- Spout Springs, North Carolina Spout Springs, North Carolina
- Coordinates: 35°16′21″N 79°01′59″W﻿ / ﻿35.27250°N 79.03306°W
- Country: United States
- State: North Carolina
- County: Harnett

Area
- • Total: 9.06 sq mi (23.46 km^{2})
- • Land: 8.58 sq mi (22.22 km^{2})
- • Water: 0.48 sq mi (1.24 km^{2})
- Elevation: 230 ft (70 m)

Population (2020)
- • Total: 11,040
- • Density: 1,286.9/sq mi (496.89/km^{2})
- Time zone: UTC-5 (Eastern (EST))
- • Summer (DST): UTC-4 (EDT)
- GNIS feature ID: 2805284

= Spout Springs, North Carolina =

Spout Springs is a Census-designated place in Johnsonville Township of Harnett County, North Carolina, United States. It was first listed as a CDP in the 2020 census with a population of 11,040.

It is a part of the Dunn Micropolitan Area, which is also a part of the greater Raleigh–Durham–Cary Combined Statistical Area (CSA) as defined by the United States Census Bureau.

Spout Springs formerly produced lumber and naval stores.
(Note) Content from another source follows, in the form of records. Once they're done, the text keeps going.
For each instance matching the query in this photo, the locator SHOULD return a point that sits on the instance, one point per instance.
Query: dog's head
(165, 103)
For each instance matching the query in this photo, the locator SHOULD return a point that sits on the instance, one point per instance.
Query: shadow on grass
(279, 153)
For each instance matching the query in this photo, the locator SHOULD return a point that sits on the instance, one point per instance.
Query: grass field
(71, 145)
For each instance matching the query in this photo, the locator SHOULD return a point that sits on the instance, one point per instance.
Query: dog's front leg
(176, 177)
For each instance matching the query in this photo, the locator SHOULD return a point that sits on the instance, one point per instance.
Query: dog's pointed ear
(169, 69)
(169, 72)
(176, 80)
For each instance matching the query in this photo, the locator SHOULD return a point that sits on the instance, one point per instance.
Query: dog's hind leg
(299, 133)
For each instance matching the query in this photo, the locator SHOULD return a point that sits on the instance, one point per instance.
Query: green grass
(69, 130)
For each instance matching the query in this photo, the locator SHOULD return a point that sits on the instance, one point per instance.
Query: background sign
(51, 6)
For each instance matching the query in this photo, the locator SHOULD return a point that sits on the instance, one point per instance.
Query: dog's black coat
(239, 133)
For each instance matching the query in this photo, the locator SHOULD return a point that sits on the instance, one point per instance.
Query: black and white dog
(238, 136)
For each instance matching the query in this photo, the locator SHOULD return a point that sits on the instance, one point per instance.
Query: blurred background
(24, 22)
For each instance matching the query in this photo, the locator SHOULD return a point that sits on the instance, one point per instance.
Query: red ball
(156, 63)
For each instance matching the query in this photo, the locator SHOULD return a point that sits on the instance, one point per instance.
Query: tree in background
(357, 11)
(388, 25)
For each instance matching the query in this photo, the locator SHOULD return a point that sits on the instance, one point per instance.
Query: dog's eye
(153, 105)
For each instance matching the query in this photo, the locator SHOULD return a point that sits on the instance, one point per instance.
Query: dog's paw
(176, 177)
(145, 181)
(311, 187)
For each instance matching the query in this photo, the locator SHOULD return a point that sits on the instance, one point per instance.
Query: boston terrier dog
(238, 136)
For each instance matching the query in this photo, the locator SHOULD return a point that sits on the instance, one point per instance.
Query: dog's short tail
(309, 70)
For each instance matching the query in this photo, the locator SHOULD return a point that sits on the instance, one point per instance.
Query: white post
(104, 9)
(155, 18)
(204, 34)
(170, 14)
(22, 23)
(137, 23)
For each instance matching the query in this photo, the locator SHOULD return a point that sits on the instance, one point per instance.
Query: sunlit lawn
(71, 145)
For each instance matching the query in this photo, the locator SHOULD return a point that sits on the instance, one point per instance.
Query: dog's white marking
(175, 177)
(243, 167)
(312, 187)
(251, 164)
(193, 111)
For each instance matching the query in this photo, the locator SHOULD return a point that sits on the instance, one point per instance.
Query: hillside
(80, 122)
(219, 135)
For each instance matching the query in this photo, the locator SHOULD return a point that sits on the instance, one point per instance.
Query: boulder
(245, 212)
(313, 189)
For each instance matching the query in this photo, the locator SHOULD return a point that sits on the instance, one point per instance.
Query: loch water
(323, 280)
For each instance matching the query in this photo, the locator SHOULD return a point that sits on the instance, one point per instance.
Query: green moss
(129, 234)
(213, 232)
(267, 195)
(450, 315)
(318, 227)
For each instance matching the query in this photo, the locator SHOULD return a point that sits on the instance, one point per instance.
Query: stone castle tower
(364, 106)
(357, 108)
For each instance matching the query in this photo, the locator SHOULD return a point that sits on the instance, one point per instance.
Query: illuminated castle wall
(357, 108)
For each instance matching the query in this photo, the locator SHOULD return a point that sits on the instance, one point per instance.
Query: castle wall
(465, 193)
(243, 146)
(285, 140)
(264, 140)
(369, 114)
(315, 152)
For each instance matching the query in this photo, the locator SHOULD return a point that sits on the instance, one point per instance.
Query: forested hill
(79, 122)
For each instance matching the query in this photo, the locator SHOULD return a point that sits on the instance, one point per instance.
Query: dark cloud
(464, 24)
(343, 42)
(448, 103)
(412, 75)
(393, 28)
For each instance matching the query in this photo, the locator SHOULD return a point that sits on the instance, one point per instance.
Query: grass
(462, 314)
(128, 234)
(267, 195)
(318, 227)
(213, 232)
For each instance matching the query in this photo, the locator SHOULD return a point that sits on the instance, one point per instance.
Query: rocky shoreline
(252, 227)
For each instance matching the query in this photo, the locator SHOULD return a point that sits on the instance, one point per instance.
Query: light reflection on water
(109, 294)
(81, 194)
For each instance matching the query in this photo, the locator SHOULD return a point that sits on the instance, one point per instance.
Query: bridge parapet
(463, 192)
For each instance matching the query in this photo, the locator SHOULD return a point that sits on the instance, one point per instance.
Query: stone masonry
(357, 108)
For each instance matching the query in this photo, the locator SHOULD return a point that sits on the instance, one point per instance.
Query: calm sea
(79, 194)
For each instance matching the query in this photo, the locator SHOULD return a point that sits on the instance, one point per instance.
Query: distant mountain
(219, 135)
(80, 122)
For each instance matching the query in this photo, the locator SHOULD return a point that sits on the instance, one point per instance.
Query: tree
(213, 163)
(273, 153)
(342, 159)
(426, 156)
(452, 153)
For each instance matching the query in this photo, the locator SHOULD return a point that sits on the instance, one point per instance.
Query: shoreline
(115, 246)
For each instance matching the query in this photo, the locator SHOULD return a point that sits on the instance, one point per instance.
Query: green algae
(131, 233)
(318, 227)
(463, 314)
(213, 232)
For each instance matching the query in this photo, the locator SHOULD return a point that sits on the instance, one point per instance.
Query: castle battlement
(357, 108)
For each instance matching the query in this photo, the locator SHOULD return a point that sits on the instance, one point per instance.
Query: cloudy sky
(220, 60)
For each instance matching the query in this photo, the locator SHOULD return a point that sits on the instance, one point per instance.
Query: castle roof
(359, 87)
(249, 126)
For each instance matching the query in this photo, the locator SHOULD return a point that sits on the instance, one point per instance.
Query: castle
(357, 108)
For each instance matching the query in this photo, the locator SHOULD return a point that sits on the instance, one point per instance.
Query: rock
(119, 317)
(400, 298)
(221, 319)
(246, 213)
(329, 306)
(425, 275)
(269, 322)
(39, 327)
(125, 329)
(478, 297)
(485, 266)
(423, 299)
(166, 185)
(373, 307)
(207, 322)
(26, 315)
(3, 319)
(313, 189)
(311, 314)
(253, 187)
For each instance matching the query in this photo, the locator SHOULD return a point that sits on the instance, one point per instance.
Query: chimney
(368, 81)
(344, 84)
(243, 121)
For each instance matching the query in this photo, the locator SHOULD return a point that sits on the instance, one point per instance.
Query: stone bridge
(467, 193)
The area population has increased greatly in the 21st century due to the expansion of nearby Ft. Bragg.

==Demographics==

Historical population
| Census | Pop. | Note | %± |
| 2020 | 11,040 |  | — |
U.S. Decennial Census 2020

===2020 census===

As of the 2020 census, the CDP had a population of 11,040. The median age was 30.6 years. 32.9% of residents were under the age of 18 and 6.2% of residents were 65 years of age or older. For every 100 females there were 97.7 males, and for every 100 females age 18 and over there were 94.0 males age 18 and over.

98.4% of residents lived in urban areas, while 1.6% lived in rural areas.

There were 3,533 households in the CDP, of which 50.9% had children under the age of 18 living in them. Of all households, 67.9% were married-couple households, 11.7% were households with a male householder and no spouse or partner present, and 15.6% were households with a female householder and no spouse or partner present. About 13.5% of all households were made up of individuals and 3.8% had someone living alone who was 65 years of age or older.

There were 3,819 housing units, of which 7.5% were vacant. The homeowner vacancy rate was 2.7% and the rental vacancy rate was 7.0%.

Stout Springs CDP, North Carolina – Demographic Profile (NH = Non-Hispanic)
| Race / Ethnicity | Pop 2020 | % 2020 |
|---|---|---|
| White alone (NH) | 5,735 | 51.95% |
| Black or African American alone (NH) | 2,374 | 21.50% |
| Native American or Alaska Native alone (NH) | 69 | 0.63% |
| Asian alone (NH) | 305 | 2.76% |
| Pacific Islander alone (NH) | 37 | 0.34% |
| Some Other Race alone (NH) | 68 | 0.62% |
| Mixed Race/Multi-Racial (NH) | 780 | 7.07% |
| Hispanic or Latino (any race) | 1,672 | 15.14% |
| Total | 11,040 | 100.00% |

Note: the US Census treats Hispanic/Latino as an ethnic category. This table excludes Latinos from the racial categories and assigns them to a separate category. Hispanics/Latinos can be of any race.